Und solcher Mischpoke sollen wir per Datscheuseer Meinung per Lissabon-Vertrag noch mehr Macht geben? Man sollte sie alle entlassen und das nutzlose EU-Parlament dicht machen. Dann müssen die ganzen Elmar Broks, Koch-Dingbums usw. mal richtig arbeiten.

Schnelle Brüter

Was sind das doch für schnelle Brüter, tolle Mütter und nach Zwillingsgeburten schlagartig wieder schlanke Schönheiten. Toll.
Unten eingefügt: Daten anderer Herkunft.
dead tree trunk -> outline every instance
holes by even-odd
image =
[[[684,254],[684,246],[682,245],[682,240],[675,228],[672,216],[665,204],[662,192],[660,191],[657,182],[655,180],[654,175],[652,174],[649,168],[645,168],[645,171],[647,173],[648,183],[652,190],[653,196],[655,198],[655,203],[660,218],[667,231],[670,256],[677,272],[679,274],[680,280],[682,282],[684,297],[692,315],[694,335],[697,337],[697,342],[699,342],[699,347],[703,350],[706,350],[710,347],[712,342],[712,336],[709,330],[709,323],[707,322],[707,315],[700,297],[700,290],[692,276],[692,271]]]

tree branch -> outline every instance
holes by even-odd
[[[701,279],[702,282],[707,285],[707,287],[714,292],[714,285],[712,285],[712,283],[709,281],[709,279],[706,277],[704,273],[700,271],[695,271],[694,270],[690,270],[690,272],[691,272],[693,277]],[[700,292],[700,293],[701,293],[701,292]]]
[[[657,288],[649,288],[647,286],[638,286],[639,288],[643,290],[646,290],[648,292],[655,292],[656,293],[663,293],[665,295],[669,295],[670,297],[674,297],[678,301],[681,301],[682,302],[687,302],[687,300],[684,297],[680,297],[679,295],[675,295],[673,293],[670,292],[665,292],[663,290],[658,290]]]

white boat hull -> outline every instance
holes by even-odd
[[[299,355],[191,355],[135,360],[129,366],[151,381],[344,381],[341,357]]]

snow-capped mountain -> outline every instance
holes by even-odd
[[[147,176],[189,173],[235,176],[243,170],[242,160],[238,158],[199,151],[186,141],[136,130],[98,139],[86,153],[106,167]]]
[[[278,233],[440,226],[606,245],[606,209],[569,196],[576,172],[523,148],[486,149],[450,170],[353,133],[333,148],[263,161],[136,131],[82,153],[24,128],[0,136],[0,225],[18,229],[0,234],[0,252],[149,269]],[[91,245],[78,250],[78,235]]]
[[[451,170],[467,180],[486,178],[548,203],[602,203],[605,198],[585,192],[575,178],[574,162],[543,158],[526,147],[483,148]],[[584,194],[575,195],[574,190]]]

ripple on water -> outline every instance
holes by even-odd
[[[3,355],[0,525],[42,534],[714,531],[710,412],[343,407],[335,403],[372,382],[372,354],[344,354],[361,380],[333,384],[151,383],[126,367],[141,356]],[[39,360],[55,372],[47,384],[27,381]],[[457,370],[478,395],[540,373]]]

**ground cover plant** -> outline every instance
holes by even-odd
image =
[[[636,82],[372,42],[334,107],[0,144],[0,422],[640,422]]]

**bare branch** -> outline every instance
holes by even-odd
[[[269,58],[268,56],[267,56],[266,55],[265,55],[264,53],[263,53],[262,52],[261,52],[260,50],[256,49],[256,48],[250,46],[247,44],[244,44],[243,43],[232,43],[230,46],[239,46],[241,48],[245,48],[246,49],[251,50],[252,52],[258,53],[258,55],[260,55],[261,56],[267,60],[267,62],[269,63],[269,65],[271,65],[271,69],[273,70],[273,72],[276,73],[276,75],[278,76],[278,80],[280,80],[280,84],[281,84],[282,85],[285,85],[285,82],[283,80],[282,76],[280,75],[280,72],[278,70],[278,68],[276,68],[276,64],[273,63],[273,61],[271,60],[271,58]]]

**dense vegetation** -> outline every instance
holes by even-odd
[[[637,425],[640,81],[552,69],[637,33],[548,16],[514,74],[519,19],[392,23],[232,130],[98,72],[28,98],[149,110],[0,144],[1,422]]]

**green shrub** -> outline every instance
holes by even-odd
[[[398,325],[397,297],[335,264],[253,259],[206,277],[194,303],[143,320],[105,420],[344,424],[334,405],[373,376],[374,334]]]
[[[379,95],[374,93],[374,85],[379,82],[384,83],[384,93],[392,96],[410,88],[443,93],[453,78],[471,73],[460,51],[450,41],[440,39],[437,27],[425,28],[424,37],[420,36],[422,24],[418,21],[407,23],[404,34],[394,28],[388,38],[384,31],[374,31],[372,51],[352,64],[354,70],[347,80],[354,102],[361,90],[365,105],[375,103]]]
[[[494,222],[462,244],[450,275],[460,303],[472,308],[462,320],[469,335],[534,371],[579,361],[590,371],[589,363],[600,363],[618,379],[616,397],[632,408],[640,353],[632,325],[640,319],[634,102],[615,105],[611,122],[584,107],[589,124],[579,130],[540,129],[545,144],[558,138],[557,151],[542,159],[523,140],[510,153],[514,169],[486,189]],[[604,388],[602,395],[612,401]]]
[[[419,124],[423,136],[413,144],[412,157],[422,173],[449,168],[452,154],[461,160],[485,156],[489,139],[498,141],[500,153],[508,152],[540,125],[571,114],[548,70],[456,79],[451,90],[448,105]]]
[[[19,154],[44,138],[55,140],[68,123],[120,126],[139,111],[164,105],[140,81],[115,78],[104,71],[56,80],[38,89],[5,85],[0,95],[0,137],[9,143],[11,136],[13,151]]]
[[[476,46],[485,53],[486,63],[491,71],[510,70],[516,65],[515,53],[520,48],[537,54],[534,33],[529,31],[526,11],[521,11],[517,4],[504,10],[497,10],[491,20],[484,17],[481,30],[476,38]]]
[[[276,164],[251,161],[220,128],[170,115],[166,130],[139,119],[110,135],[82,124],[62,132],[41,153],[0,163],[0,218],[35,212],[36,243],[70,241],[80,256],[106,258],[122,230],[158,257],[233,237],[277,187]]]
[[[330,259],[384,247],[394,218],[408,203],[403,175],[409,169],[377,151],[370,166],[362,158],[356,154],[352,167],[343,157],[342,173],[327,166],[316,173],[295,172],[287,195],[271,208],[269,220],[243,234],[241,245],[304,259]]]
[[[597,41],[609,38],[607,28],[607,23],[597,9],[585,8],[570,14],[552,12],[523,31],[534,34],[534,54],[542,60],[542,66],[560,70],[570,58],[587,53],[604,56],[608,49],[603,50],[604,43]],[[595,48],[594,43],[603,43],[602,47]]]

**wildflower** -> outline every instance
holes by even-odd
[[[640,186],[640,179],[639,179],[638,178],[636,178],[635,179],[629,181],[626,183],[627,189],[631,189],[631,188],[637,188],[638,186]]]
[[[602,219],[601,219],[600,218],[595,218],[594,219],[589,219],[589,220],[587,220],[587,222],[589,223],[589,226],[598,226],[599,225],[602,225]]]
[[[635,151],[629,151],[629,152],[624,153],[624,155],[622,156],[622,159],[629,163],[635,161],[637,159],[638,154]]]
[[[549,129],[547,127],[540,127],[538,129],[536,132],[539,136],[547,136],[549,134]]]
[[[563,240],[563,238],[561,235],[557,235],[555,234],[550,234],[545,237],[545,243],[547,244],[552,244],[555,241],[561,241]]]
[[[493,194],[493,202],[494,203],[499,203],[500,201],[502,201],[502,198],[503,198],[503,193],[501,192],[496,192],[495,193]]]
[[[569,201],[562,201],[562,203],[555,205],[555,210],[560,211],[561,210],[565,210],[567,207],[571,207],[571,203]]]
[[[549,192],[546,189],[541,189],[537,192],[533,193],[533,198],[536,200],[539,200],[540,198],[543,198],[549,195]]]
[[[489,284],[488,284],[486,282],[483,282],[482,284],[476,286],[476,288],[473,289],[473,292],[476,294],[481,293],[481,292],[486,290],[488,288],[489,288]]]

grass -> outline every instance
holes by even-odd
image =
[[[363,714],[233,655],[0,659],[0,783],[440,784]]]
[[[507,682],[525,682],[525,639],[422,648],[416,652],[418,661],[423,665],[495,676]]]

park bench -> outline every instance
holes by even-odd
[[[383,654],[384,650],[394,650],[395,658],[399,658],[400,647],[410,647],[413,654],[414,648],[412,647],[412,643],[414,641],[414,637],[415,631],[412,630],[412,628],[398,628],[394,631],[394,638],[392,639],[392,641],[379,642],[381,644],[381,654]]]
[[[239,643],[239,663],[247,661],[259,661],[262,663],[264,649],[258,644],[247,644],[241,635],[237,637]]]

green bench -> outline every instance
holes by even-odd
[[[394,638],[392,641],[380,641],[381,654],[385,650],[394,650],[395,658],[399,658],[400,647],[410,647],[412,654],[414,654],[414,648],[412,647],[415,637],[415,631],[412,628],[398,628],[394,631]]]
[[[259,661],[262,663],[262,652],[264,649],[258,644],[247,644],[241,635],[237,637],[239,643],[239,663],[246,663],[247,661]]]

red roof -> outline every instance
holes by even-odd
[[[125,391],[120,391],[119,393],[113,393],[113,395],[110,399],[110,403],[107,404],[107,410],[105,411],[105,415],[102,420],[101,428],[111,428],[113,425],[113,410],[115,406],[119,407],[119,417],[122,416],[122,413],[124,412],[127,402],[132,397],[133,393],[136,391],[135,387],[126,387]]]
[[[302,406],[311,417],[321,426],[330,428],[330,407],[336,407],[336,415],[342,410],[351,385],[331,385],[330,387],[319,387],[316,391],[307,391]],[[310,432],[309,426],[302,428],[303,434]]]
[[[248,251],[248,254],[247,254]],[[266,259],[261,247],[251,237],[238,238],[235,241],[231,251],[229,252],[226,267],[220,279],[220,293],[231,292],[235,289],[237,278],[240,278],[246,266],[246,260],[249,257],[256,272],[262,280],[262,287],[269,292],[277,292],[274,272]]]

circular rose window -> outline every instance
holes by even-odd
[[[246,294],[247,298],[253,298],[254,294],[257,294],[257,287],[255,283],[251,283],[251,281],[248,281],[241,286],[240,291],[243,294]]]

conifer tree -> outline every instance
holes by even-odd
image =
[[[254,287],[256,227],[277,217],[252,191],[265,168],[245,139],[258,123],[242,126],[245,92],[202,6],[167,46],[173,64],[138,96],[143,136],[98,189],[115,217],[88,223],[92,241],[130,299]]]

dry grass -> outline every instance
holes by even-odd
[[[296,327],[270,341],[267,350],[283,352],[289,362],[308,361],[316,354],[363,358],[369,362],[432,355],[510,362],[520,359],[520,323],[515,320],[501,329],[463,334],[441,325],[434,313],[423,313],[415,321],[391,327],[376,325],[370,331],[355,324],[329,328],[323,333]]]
BLÖD kriegt sich gar nicht mehr ein, seitenlang über Angela JoliePitt zu schreiben (wobei man sich fragen muß, worin denn nun eigentlich der wirkliche Verdienst der schnellen Brüterin liegt) und Kleidi Hum, die so zackige, dynamische, tolle ("Tu Glas, das macht das Leben schöner. Zackzack"). Dicklippe Jolie kriegt für Bilder ihrer Kröten grad mal 7 Mio Euro und Kleidi Hum die Zusage, uns weiter mit dem Supermodel-Mist quälen zu könen. Derweil sucht Mann Seal Reißaus und Trost bei netten Damen.

Bekloppte Welt. Aber worüber sollten sonst die bekloppten Zeilenschinder von BLÖD und BUNTE auch ihre erbärmlichen Hofberichte schreiben?